# $n$ balls are thrown randomly into $k$ bins - how many are empty?

A large number of variants of this question were already asked here, including these - one, two, which are close, but none seem to answer my question.

Assume that $$n$$ balls are thrown randomly and independently into $$k$$ bins.

What is the probability of finding $$x$$ empty bins?

What is the expectation of the number of empty bins?

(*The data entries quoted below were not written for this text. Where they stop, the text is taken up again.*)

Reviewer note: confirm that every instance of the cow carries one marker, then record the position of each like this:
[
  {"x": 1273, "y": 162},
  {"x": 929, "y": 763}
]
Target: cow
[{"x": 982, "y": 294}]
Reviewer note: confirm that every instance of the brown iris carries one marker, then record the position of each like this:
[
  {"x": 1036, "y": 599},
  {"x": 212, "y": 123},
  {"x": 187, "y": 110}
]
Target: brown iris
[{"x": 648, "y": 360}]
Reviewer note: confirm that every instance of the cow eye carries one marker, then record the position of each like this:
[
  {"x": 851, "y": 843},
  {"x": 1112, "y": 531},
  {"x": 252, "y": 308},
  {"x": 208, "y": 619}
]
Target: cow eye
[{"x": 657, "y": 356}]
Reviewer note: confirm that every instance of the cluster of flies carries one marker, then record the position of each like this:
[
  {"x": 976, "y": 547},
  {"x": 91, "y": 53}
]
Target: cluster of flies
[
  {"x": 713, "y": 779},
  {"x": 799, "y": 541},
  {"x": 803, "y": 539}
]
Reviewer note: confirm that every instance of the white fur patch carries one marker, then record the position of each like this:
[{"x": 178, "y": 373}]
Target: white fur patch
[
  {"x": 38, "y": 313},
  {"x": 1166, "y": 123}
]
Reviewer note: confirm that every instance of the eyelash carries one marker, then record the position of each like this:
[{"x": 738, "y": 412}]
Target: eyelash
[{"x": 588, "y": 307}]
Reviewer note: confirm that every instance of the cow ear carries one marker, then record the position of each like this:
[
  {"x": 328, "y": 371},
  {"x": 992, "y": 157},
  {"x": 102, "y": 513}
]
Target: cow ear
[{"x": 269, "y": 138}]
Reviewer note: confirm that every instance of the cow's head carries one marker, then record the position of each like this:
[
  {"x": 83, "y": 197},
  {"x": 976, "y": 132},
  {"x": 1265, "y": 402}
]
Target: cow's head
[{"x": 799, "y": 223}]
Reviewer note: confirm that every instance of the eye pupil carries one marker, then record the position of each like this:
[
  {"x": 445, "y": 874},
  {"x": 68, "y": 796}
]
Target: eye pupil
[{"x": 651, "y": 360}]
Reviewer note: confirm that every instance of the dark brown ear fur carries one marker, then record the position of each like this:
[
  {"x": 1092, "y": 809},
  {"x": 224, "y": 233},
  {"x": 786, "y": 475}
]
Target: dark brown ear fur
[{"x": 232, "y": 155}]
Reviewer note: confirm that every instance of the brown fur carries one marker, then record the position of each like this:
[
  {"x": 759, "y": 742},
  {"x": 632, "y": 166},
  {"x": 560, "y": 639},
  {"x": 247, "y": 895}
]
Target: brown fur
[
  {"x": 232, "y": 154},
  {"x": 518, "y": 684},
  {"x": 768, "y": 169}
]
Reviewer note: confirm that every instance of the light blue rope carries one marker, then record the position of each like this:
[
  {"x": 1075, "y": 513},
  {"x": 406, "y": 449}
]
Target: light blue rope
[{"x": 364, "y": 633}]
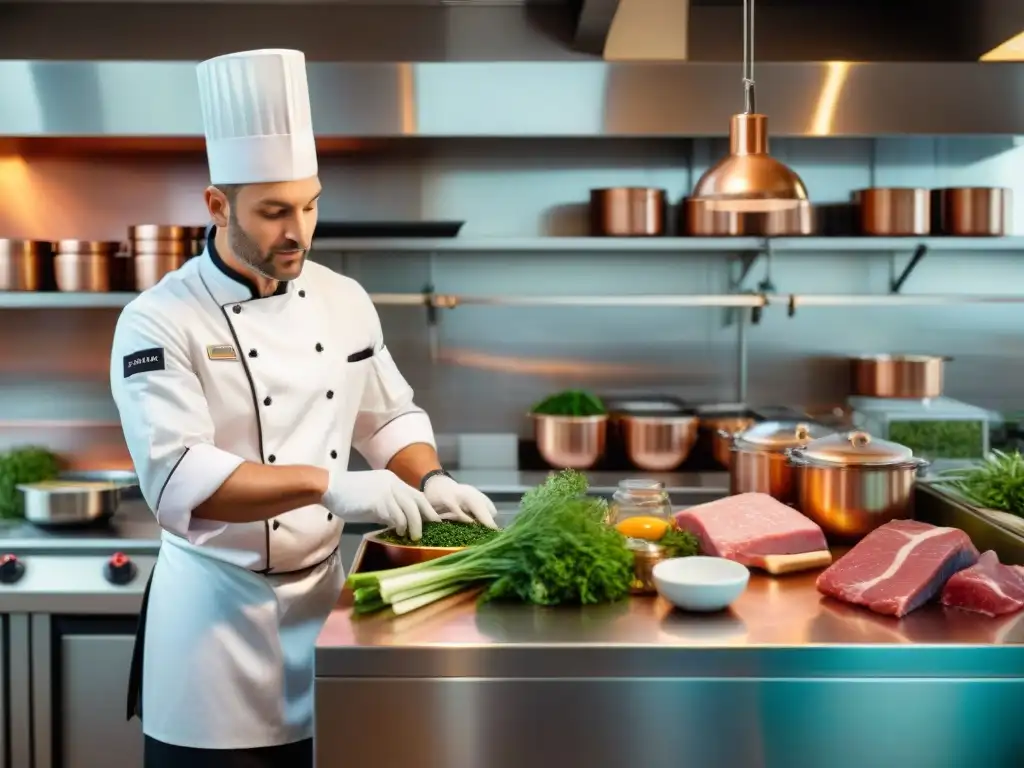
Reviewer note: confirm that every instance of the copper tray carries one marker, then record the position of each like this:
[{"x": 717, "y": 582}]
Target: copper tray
[{"x": 398, "y": 555}]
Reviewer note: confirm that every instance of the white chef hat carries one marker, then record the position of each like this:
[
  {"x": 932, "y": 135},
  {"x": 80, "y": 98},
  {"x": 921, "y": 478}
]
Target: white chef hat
[{"x": 256, "y": 117}]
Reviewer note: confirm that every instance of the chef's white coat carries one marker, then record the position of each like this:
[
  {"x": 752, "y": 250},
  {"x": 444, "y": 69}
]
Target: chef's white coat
[{"x": 207, "y": 375}]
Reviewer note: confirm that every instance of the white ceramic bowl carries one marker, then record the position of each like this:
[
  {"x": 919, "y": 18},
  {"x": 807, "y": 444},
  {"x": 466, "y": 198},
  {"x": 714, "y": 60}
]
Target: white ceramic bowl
[{"x": 704, "y": 584}]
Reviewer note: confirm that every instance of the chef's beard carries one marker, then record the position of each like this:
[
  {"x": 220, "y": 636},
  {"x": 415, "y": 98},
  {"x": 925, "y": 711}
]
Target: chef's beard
[{"x": 247, "y": 251}]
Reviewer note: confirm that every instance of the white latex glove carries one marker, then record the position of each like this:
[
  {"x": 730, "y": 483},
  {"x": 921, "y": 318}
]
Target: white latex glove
[
  {"x": 458, "y": 502},
  {"x": 379, "y": 493}
]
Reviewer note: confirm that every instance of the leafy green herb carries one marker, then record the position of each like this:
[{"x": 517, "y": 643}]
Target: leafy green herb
[
  {"x": 940, "y": 439},
  {"x": 557, "y": 550},
  {"x": 442, "y": 534},
  {"x": 570, "y": 402},
  {"x": 19, "y": 466},
  {"x": 995, "y": 483},
  {"x": 680, "y": 543}
]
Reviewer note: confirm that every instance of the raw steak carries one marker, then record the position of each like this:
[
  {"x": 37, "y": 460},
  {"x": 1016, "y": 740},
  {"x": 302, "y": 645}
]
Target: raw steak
[
  {"x": 987, "y": 587},
  {"x": 898, "y": 566},
  {"x": 748, "y": 526}
]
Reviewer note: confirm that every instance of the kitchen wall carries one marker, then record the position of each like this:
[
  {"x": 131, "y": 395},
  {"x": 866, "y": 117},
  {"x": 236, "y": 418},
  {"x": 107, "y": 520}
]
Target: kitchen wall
[{"x": 495, "y": 361}]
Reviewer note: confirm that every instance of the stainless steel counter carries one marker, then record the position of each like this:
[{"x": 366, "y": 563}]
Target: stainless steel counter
[{"x": 784, "y": 679}]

• possible duplicate of We throwing $m$ balls to $n$ cells.... – MJD Nov 14 '14 at 16:37
• This Question asks not only for the expected number of empty bins, which duplicate's MJD's link, but also for the distribution(?) of numbers of empty bins. It looks like the probability of $k$ specified bins being empty was dealt with before, but this is a (subtly?) different matter, in that $k$ specified bins being empty does not correspond to the only outcome of that many bins empty, and indeed does not exclude there being additional empty bins. There might be room for elaborating on the earlier Answer. – hardmath Nov 14 '14 at 17:27
• @MJD - the other question doesn't consider the distribution itself, hence it is different. I accepted as the solution for the actual distribution in found in Andre's comments. – R B Nov 14 '14 at 19:25
• Sorry, I misread the other answer and thought it did describe the distribution. – MJD Nov 14 '14 at 20:03

We do the expectation, without finding the distribution. Let $X_i=1$ if Bin $i$ is empty, and let $X_i=0$ otherwise. Then the number of empty bins is $X_1+\cdots+X_k$, and the expected number is $E(X_1)+\cdots+E(X_k)$.

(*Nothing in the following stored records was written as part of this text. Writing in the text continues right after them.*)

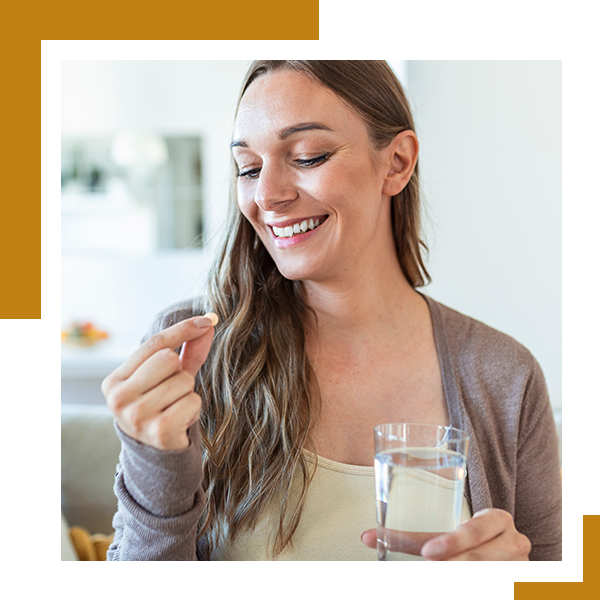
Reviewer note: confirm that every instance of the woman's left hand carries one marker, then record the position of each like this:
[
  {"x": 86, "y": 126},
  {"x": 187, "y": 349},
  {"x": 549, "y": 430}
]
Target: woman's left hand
[{"x": 489, "y": 535}]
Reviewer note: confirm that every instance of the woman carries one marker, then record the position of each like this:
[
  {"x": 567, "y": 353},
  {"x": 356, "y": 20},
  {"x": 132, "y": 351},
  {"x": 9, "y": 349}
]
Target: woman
[{"x": 253, "y": 440}]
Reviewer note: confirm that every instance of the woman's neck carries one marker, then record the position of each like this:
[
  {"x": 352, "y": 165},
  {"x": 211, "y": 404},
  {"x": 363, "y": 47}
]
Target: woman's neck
[{"x": 366, "y": 304}]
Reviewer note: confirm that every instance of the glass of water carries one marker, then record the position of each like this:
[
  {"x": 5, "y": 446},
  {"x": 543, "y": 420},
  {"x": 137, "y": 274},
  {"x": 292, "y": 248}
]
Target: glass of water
[{"x": 420, "y": 473}]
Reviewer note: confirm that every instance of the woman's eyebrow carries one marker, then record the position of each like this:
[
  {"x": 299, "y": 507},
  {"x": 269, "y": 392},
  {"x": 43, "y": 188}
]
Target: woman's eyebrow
[{"x": 285, "y": 133}]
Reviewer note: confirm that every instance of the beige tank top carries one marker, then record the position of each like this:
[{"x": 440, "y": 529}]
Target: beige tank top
[{"x": 340, "y": 506}]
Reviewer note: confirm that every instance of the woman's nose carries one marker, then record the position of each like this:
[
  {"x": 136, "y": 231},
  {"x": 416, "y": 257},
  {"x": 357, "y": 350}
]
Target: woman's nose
[{"x": 274, "y": 188}]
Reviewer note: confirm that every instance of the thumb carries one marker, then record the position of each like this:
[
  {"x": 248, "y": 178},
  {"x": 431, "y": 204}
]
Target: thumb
[{"x": 195, "y": 352}]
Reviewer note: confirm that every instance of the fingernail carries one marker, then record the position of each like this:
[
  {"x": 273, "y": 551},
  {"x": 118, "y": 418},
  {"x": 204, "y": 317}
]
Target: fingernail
[
  {"x": 202, "y": 322},
  {"x": 432, "y": 550},
  {"x": 213, "y": 318}
]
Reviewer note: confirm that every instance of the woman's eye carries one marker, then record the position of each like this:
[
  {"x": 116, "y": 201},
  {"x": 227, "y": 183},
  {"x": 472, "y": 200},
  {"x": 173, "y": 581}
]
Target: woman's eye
[
  {"x": 310, "y": 162},
  {"x": 302, "y": 162},
  {"x": 249, "y": 174}
]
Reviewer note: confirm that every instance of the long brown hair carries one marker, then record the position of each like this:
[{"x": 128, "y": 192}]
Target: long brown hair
[{"x": 257, "y": 385}]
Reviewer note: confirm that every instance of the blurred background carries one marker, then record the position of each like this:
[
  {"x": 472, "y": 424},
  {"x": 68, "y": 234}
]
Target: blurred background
[
  {"x": 144, "y": 186},
  {"x": 145, "y": 158}
]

The probability Bin $i$ is empty is $\left(\frac{k-1}{k}\right)^n$. Thus $E(X_i)=\left(\frac{k-1}{k}\right)^n$. Multiply by $k$ for the expected number of empty bins.

• Thanks @Andre. Unfortunately, the probability is what I'm really after. – R B Nov 13 '14 at 15:52
• Exactly $x$ or at least $x$? One can write down an Inclusion/Exclusion expression. – André Nicolas Nov 13 '14 at 15:58
• Exactly $x$, and I agree that IE would work. Do you think there exists a closed-form formula for it? – R B Nov 13 '14 at 16:00
• In terms of Stirling numbers of the second kind, yes, but (unless you consider the Stirling number notation a closed form), no. – André Nicolas Nov 13 '14 at 16:03
• For exactly $x$ empty, choose which $x$ it will be. Then you are counting onto functions, and you get Stirling numbers. – André Nicolas Nov 13 '14 at 16:10

The OP is more concerned with the first question, what is the probability of $x$ empty bins.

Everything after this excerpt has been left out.